Appearance of the 2-way communication system. (Fig. 3. Legends) Left: An ultrasound cart placed in the learners’ room. The cart featured essential components, including a speakerphone, a webcam mounted on a flexible modular hose for direct visualization of learner’s hand maneuvers, and an analog-to-video converter, which enabled the real-time streaming of ultrasound images. This configuration allowed learners to receive immediate verbal feedback from the remote instructor via the speaker. Right: The instructor’s view. The real-time verbal feedback was provided to the learner based on dual video feeds: one from the ultrasound machine and the other from the webcam capturing the learner’s hand maneuvers

Conventional education method

An on-site instructor taught 3 novice leaners in the examination room. The instructor guided learners’ machine operation and hand maneuver. Anatomical models and video lectures were used as necessary to increase learners’ understanding.

Self-directed learning method

No instructor was available, and participants were encouraged to view pre-course materials online with a computer available in the room and help one another to facilitate their learning experience. The participants were also allowed to use the anatomic models available in the room.

Outcome measurements

Our primary outcome was POCUS skill test scores. We utilized the scenario-based skill assessment of our POCUS proficiency test that was used in our previous works [15, 16, 30]. The assessment consisted of 6 sections to evaluate the exam initiation, vascular POCUS, lung POCUS, abdominal POCUS, cardiac POCUS, and the exam completion. Each section was timed by a study facilitator. The participants were asked to save video clips of scenario-based tasks documented in the instruction sheets. The saved video clips were subsequently reviewed and scored by one of the investigators on a checklist developed by the study team. The checklist was utilized in our previous work which demonstrated good concordance between two score raters [30].

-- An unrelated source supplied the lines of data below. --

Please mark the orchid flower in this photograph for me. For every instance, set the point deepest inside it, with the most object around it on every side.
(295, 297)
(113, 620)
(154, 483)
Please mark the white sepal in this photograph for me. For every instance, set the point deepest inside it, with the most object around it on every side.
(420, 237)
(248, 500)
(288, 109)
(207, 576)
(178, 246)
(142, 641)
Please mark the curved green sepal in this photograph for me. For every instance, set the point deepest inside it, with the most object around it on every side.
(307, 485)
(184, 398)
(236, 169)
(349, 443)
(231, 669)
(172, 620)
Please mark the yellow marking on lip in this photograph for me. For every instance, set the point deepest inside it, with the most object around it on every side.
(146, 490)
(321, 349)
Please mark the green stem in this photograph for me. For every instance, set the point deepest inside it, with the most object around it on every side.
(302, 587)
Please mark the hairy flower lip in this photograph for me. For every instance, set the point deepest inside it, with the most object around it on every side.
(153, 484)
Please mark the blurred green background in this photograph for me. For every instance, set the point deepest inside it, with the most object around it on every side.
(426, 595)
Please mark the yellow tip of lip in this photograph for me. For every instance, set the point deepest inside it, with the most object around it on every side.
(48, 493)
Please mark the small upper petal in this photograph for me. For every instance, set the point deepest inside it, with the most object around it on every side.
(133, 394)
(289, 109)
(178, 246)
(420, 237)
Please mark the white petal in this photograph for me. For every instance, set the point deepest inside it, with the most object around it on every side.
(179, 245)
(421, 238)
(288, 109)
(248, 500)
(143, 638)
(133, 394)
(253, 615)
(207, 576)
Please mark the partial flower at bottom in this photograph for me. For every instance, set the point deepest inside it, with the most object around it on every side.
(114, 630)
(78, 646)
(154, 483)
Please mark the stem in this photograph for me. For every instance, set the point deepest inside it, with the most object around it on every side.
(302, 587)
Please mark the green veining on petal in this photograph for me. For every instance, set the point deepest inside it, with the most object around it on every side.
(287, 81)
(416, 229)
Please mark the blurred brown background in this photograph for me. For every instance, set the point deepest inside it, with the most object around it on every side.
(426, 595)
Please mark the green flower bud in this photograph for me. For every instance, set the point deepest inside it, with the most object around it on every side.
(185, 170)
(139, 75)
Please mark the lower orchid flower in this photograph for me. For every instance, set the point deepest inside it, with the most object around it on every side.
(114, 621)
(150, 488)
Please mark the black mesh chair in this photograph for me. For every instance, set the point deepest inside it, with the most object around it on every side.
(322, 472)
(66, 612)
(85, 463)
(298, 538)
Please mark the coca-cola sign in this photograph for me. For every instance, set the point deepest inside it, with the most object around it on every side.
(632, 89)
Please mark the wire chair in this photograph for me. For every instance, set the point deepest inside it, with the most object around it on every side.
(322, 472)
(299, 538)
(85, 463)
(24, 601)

Our secondary outcomes were improvement in learners’ confidence levels and perceived workload associated with each training method. Pre-training survey collected the participants’ confidence levels in machine operation, image acquisition, and image interpretation (all out of 10), and time spent on pre-course learning. Post-training survey consisted of the same questions on confidence levels as in the pre-training survey and 4 additional questions on course improvement and satisfaction on each training method they were allocated. Tele-education group was asked to answer 2 further questions: one inquiring about personal preferences on remote tele-education vs. conventional on-site guidance on a scale of 1–10 “Do you think that the quality of your ultrasound training would have been better if the instructor was present in the room?”, and the other inquiring agreement to the sentence “I would recommend the remote ultrasound training to my colleagues” on the scale of 1–10. The post-training and the NASA-TLX surveys were completed immediately after the training session before the skill test conduction.

Sample size calculation and statistical analysis

All continuous data were presented with the median and interquartile ranges (IQRs). The time spent on pre-learning modules were presented with the number of participants in each category (% in each group), and the Fisher’s exact test was conducted with a web applet available at the following link at the time of protocol preparation: http://www.physics.csbsju.edu/stats/exact_NROW_NCOLUMN_form.html.

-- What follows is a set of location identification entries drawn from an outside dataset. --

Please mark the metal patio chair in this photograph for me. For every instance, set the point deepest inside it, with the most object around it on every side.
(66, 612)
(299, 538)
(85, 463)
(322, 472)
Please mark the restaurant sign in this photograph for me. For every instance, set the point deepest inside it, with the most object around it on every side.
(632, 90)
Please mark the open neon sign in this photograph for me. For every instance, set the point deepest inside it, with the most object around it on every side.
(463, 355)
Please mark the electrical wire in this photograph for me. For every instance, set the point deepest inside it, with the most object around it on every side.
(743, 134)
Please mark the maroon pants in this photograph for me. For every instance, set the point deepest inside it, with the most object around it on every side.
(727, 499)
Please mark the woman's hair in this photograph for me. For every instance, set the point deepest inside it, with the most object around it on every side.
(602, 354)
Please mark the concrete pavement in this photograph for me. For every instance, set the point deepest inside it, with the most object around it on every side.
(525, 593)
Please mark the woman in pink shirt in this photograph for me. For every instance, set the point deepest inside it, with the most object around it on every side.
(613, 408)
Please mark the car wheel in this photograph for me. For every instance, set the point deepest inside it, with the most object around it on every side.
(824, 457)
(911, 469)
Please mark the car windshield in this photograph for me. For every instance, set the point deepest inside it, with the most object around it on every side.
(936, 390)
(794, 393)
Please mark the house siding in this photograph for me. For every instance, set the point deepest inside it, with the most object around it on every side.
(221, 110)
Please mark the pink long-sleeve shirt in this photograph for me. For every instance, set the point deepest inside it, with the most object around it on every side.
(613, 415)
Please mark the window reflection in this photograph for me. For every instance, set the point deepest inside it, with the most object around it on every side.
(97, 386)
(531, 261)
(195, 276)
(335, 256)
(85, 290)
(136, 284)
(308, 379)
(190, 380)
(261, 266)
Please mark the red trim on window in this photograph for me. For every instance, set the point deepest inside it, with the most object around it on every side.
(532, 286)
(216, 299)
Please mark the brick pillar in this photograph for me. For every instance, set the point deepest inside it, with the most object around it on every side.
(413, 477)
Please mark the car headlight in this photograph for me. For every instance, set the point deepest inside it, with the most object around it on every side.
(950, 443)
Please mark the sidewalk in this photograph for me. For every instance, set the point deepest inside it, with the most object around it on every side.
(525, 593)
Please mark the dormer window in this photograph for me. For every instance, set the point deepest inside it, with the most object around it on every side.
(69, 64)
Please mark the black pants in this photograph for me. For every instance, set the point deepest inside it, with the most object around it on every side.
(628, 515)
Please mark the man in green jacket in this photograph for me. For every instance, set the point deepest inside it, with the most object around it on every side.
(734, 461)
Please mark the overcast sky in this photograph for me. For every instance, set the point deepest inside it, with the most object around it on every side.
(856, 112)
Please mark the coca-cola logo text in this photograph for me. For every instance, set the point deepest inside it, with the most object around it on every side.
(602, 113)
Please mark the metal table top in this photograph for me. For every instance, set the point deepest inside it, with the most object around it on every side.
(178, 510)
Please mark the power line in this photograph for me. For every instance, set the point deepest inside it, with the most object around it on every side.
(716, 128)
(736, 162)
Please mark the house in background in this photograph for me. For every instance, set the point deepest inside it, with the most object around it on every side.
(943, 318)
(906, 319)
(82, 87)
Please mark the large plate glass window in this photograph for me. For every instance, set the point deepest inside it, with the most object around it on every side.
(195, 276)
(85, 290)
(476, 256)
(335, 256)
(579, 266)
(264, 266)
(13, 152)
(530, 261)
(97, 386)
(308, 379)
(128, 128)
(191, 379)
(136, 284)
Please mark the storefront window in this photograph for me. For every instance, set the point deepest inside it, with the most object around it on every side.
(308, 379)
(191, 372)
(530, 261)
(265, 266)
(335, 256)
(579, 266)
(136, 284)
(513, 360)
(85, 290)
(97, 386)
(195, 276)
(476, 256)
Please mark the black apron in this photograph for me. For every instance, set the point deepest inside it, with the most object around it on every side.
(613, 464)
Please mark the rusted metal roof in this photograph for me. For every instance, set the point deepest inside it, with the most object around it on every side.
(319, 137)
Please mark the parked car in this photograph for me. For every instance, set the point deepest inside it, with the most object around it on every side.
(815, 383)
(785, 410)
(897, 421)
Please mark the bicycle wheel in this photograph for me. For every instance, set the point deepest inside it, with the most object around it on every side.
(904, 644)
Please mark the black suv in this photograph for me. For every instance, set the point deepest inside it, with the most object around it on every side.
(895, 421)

All continuous variables were tested with Kruskall-Wallis tests followed by pairwise comparisons among the 3 groups with 2-sample t-tests with a corrected alpha level of 0.017 (0.05 divided by 3). Otherwise, a p-value less than 0.05 (two-sided) was considered as statistically significant.

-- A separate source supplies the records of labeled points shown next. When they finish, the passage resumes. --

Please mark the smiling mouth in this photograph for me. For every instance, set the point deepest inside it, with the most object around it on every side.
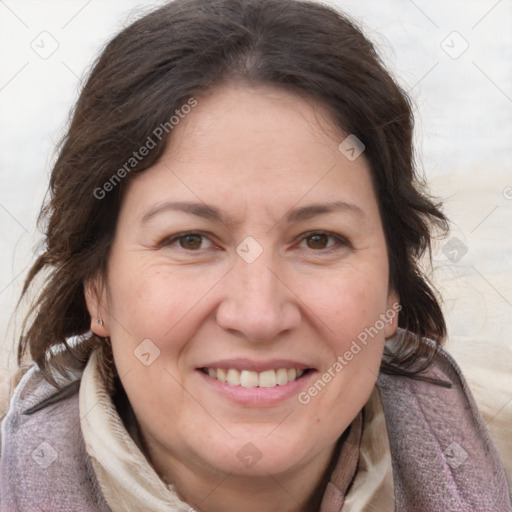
(251, 379)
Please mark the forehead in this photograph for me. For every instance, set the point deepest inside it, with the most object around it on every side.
(255, 148)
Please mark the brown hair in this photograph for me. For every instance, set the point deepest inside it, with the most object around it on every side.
(148, 72)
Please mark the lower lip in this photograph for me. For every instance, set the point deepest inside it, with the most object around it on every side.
(259, 397)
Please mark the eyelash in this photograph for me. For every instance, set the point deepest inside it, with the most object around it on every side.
(340, 242)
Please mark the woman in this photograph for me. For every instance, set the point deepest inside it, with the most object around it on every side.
(234, 316)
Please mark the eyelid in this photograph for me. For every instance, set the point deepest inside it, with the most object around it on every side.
(342, 241)
(170, 240)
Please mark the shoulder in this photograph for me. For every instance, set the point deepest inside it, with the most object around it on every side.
(438, 431)
(44, 464)
(487, 369)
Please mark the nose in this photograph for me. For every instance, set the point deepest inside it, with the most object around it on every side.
(257, 302)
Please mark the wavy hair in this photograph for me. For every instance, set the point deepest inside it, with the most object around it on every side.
(151, 69)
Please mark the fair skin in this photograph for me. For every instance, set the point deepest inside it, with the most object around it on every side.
(257, 155)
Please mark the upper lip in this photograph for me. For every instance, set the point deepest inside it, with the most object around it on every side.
(256, 366)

The target sample size was calculated as 18 in total, based on the results in our previous studies where POCUS proficiency of novice leaners was measured with the same assessment tools we utilized in this study. Assuming a standard deviation of 10% and an anticipated difference of 20% in terms of skill-test scores for a two-sample t-test, six participants per each group allocation was considered enough to achieve more than 80% power with an alpha level of 0.05. All the statistical analyses except for Fisher’s exact test were conducted with JMP 10 (SAS, Cary, USA).